Google Research

A.I.-based Gleason Grading for Stratification of Prostate Cancer Outcomes

Nature Communications Medicine (2021)


Background. Gleason grading of prostate cancer is an important prognostic factor, but suffers from poor reproducibility, particularly among non-subspecialist pathologists. Although artificial intelligence (A.I.) tools have demonstrated Gleason grading on-par with expert pathologists, it remains an open question whether and to what extent A.I. grading translates to better prognostication.

Methods. In this study, we developed a system to predict prostate cancer-specific mortality via A.I.-based Gleason grading and subsequently evaluated its ability to risk-stratify patients on an independent retrospective cohort of 2807 prostatectomy cases from a single European center with 5–25 years of follow-up (median: 13, interquartile range 9–17).

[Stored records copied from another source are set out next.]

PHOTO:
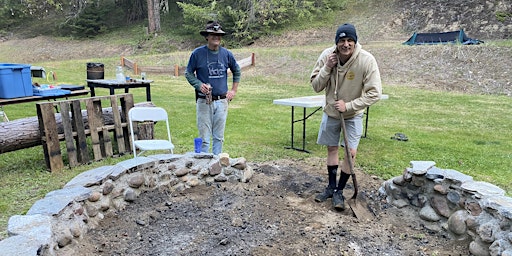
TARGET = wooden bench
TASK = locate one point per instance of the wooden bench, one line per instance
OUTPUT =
(106, 140)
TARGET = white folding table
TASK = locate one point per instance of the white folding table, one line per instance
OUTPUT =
(316, 101)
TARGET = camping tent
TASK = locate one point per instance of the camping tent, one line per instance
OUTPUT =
(453, 37)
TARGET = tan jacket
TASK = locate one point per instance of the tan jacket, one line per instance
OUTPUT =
(357, 82)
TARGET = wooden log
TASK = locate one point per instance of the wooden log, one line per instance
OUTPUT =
(24, 133)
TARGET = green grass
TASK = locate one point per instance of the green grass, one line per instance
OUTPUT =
(467, 133)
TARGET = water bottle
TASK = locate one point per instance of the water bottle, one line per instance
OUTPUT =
(119, 74)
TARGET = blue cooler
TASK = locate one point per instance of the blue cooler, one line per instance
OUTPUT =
(15, 81)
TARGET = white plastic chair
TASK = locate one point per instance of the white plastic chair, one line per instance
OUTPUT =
(144, 114)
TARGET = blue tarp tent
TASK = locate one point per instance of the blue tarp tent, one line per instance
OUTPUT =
(453, 37)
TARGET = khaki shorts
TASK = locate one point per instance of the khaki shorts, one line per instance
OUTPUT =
(329, 133)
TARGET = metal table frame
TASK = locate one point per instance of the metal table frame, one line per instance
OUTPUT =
(305, 102)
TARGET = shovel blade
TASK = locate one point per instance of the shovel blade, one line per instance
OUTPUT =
(360, 209)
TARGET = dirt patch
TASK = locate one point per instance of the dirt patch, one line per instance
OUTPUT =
(274, 214)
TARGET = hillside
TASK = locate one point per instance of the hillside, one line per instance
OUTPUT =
(382, 27)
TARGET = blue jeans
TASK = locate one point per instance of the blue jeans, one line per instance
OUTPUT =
(211, 121)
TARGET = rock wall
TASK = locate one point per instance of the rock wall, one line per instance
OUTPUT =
(65, 215)
(448, 199)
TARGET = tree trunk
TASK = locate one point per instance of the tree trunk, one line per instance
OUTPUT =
(24, 133)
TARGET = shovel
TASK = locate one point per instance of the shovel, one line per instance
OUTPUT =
(358, 207)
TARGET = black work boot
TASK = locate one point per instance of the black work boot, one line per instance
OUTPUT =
(338, 201)
(328, 192)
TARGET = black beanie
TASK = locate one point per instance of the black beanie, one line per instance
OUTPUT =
(346, 30)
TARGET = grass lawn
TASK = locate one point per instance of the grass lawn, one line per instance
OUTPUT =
(467, 133)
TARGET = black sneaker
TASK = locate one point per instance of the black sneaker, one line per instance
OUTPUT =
(328, 192)
(338, 201)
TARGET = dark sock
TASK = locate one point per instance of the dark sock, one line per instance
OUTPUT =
(343, 180)
(332, 169)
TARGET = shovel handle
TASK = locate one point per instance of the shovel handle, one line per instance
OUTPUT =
(348, 156)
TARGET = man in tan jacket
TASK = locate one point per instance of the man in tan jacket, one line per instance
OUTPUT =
(351, 80)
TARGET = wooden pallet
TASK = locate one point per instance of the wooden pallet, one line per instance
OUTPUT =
(106, 140)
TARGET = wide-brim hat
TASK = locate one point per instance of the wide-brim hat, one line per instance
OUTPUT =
(212, 27)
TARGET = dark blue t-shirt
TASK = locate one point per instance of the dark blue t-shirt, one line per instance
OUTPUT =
(212, 67)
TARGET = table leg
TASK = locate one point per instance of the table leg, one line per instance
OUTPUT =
(93, 93)
(366, 121)
(303, 120)
(293, 125)
(148, 93)
(304, 131)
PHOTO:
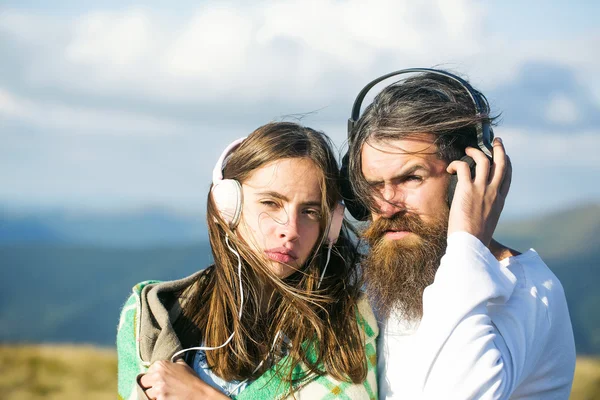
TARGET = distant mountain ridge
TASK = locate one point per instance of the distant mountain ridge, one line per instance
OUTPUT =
(142, 228)
(61, 283)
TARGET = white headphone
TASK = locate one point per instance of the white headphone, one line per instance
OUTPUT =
(227, 196)
(227, 193)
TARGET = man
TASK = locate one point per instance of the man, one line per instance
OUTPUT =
(462, 316)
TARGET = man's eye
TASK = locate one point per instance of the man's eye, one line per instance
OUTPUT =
(313, 213)
(414, 178)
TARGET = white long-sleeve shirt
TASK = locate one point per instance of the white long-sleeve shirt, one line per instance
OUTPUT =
(490, 330)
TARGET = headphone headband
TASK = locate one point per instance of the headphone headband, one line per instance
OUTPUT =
(484, 133)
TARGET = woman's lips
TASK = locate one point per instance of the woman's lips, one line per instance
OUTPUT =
(281, 254)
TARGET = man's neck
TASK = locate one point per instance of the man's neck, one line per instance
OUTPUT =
(500, 251)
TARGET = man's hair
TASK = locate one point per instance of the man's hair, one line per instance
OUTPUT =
(422, 104)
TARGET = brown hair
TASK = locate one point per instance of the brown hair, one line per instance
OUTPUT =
(323, 318)
(423, 103)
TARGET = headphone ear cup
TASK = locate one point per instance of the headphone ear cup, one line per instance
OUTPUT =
(227, 196)
(454, 178)
(356, 207)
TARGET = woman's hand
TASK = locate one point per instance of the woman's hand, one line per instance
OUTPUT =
(478, 202)
(176, 380)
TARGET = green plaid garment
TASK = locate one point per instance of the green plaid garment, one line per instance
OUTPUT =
(267, 386)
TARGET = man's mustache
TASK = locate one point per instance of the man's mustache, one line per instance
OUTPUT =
(407, 222)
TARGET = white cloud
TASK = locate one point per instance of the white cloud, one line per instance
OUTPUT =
(253, 53)
(77, 120)
(545, 150)
(562, 110)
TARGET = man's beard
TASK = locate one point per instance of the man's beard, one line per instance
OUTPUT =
(398, 271)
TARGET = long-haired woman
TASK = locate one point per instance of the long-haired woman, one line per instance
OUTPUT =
(280, 312)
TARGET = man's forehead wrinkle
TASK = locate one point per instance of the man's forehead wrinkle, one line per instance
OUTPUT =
(378, 145)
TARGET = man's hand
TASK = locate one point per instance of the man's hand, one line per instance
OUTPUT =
(176, 380)
(478, 202)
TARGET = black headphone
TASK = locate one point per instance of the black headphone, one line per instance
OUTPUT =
(485, 135)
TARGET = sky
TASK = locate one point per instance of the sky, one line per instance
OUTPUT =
(121, 105)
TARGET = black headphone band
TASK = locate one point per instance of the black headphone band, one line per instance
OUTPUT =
(483, 130)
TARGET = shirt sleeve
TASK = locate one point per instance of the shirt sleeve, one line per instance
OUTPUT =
(464, 354)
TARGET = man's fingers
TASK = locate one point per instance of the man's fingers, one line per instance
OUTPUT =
(146, 380)
(461, 169)
(482, 168)
(498, 169)
(507, 178)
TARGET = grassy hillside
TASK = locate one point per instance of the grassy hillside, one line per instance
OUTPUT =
(57, 372)
(569, 242)
(70, 372)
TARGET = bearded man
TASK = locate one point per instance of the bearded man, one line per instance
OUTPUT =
(461, 316)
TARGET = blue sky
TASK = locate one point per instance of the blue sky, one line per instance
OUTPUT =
(122, 105)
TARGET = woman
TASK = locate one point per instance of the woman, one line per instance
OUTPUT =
(279, 313)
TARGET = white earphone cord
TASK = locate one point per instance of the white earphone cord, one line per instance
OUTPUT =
(180, 352)
(204, 348)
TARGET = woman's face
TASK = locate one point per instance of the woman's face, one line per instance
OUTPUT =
(282, 212)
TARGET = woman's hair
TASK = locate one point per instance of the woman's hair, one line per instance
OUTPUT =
(320, 321)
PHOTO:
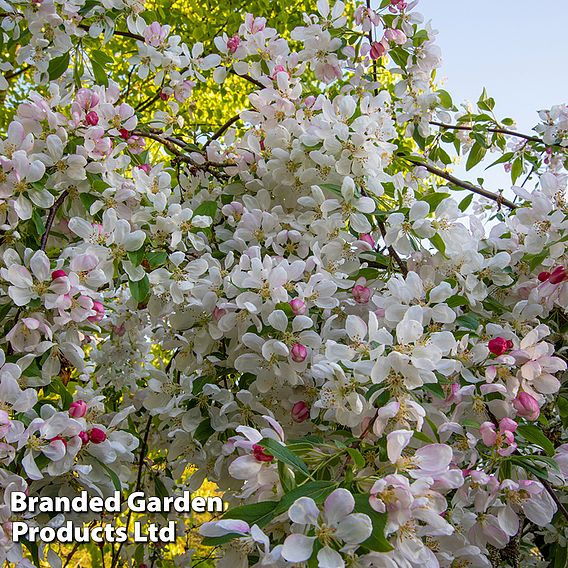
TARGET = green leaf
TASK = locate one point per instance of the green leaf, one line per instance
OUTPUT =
(357, 457)
(137, 256)
(435, 389)
(465, 202)
(502, 160)
(101, 78)
(377, 541)
(468, 321)
(87, 200)
(207, 208)
(563, 410)
(476, 154)
(445, 98)
(38, 222)
(517, 169)
(534, 435)
(140, 289)
(439, 243)
(316, 490)
(434, 199)
(156, 258)
(560, 556)
(99, 62)
(203, 431)
(457, 300)
(58, 66)
(33, 548)
(254, 514)
(282, 453)
(113, 477)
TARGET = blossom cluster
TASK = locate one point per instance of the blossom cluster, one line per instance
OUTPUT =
(366, 361)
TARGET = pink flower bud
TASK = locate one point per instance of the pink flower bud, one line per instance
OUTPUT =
(558, 275)
(260, 455)
(233, 43)
(92, 118)
(526, 406)
(378, 49)
(507, 425)
(100, 309)
(146, 168)
(300, 412)
(298, 353)
(218, 313)
(278, 69)
(56, 438)
(498, 345)
(78, 409)
(488, 433)
(298, 307)
(97, 436)
(368, 239)
(120, 330)
(309, 101)
(361, 293)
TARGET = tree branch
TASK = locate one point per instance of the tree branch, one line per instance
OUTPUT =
(391, 250)
(171, 143)
(143, 449)
(552, 493)
(51, 217)
(222, 129)
(137, 37)
(249, 79)
(505, 131)
(498, 198)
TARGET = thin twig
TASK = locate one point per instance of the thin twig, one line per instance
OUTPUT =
(137, 37)
(249, 79)
(143, 449)
(461, 183)
(222, 129)
(51, 217)
(552, 493)
(393, 254)
(171, 143)
(505, 131)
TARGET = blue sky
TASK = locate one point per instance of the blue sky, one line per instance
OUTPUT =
(515, 48)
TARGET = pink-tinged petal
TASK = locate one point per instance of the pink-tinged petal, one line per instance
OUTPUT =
(298, 548)
(338, 505)
(540, 509)
(488, 433)
(508, 520)
(20, 296)
(39, 263)
(55, 450)
(434, 457)
(396, 442)
(304, 511)
(355, 528)
(20, 276)
(30, 467)
(329, 558)
(547, 384)
(244, 467)
(276, 426)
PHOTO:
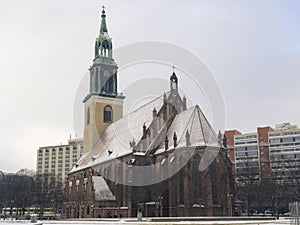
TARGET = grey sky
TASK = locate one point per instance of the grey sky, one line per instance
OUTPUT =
(46, 47)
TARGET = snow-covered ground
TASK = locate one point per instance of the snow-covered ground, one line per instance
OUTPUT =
(282, 221)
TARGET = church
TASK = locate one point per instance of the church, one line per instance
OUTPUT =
(162, 159)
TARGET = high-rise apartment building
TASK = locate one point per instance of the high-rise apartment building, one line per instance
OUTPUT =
(266, 153)
(58, 160)
(285, 152)
(249, 154)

Results. Here, we show that the A.I.’s risk scores produced a C-index of 0.84 (95% CI 0.80–0.87) for prostate cancer-specific mortality. Upon discretizing these risk scores into risk groups analogous to pathologist Grade Groups (GG), the A.I. has a C-index of 0.82 (95% CI 0.78–0.85). On the subset of cases with a GG provided in the original pathology report (n = 1517), the A.I.’s C-indices are 0.87 and 0.85 for continuous and discrete grading, respectively, compared to 0.79 (95% CI 0.71–0.86) for GG obtained from the reports. These represent improvements of 0.08 (95% CI 0.01–0.15) and 0.07 (95% CI 0.00–0.14), respectively.

Conclusions. Our results suggest that A.I.-based Gleason grading can lead to effective risk stratification, and warrants further evaluation for improving disease management.